Illustration: Frank Höhne

Ein paar Wochen später, zwischen Nieselregenrunde um den Teich und dem Urlaub auf Mallorca, treffen wir uns auf einem Spielplatz und ich frage, wie es geht. Flix sagt, er geht sich selber auf den Sack. Er hat so wenig zu tun, dass er sich über Sachen aufregt, die ihm früher scheißegal waren. Irgendwer hat ihm den Spiegel abgefahren in der Nacht. Vor einem halben Jahr hätte er gar keine Zeit dafür gehabt, sich irgendwelche Gedanken dazu zu machen. Er hätte den Wagen bei der Werkstatt abgestellt und nach der Arbeit wieder abgeholt.
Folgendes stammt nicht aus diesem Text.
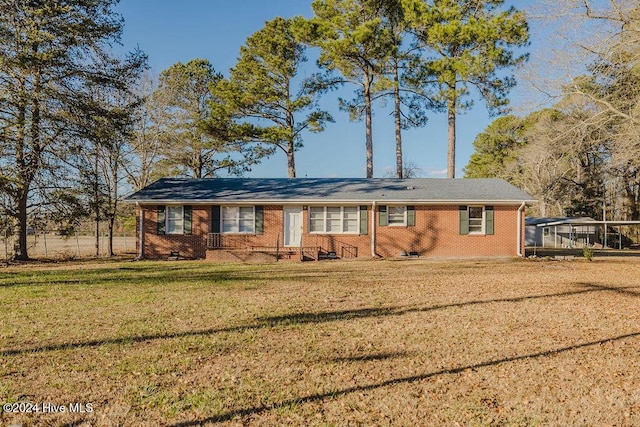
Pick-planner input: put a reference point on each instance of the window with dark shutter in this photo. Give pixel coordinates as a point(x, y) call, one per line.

Jetzt, sagt er und klopft sich auf die Schläfe, denk ich da immer noch dran und jedem, der mich fragt, wie's mir geht, erzähl ich von dem Scheiß. Ich brauch mal was in den Kopf.

Und genau das meine ich. Wenn das Leben plötzlich kleiner wird. Flix ist knapp zwanzig Jahre lang super hochtourig gelaufen, er hat eine Menge Energie, er hat Kapazitäten, davon träumen die meisten. Und jetzt? Wohin damit? Wenn er nichts zu tun hat, wenn er sich selbst nichts zu tun gibt, dann beschäftigt sich sein Hirn mit Kleinscheiß. Und das nervt ihn. Er hat eine Krise. Eine kleine. Einfach, weil Flix kein Typ für große Krisen ist.
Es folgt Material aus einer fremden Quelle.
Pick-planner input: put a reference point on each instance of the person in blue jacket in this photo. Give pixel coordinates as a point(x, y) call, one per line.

"Einfach mal überhaupt keine Verantwortung mehr zu haben, fand ich schon 'ne geile Vorstellung. Dass es mal niemanden interessiert, ob ich bis mittags im Bett bleibe, danach 17 Spiele durchzocke, aufhöre, mich zu rasieren, und mich mit Dosenbier volllaufen lasse. Ging leider nicht, hab ja Familie. Betrunken in die Kita war keine Option. So hab ich dann eben viel Zeit mit meiner kleinen Tochter verbracht. Auch ein Luxus: wenn der Kita-Winter mit den dauernden Erkältungen keinen Stress bedeutet."

Direkt nach dem Abi haben wir zusammen in einer WG gewohnt und Flix brachte jeden Abend neue Worte aus dem Büro an unseren Küchentisch: Controlling, CEO, board meeting. Er sprach von Investoren und Softskills und synchronisierte seine Kalender. Da draußen war er ein Chef, traf Entscheidungen, stellte Menschen ein, die doppelt so alt waren wie er, manchmal musste er sogar welche entlassen.

Mit fünfundzwanzig war ich Student in Hannover und mein bester Freund unterschrieb Mietverträge über 10.000 Quadratmeter Bürofläche. Investoren stiegen ein, schalteten Fernsehwerbung. Ich hatte damals Angst, was das mit ihm macht. Mit uns. Dass dieser Reichtum, diese fremde Businesswelt ihm irgendwie den Kopf verdrehen könnten. Dass er ein neureicher Schnösel werden könnte. Koks und Casino, würde Flix sagen.

"Im Grunde mache ich mir nichts aus Geld. Und Leute, die mich hofieren, weil ich scheißviel davon habe, interessieren mich nicht, deswegen interessieren solche Leute sich auch nicht für mich. Leute, die sich mit Leuten schmücken wollen, ziehen Leute an, die sich mit Leuten schmücken wollen. Das ist so eine Art Deal, den man dann eingeht, glaube ich.Natürlich ist es nicht angemessen, wie viel Geld ich habe. Nur sind die Summen in diesem System gar nicht mal übertrieben. Ein schlechtes Gewissen habe ich nicht und ich fühle mich auch nicht zu Dank verpflichtet, weil ich so viel habe."

Geld ist ein Magnet für Geld. Für alle, die kein Geld haben, bedeutet das, dass ihr kleiner Anteil am Gesamtvermögen immer kleiner wird. Das Vermögen der Millionäre auf der Welt hat sich seit 1996 vervierfacht. Seit 2016 besitzt das eine reichste Prozent der Weltbevölkerung mehr als die Hälfte des Gesamtwohlstandes. Auch in Deutschland ist die Zahl der Millionäre im vergangenen Jahr überdurchschnittlich stark gewachsen, um gut eine Million. Flix ist einer von ihnen. Zumindest faktisch. Wahrscheinlich ist er nicht der typische Superreiche, aber er gibt uns die Chance, ihn kennenzulernen und einen Blick in diese kaum erforschte, fast unsichtbare Gruppe der Reichen in Deutschland zu werfen.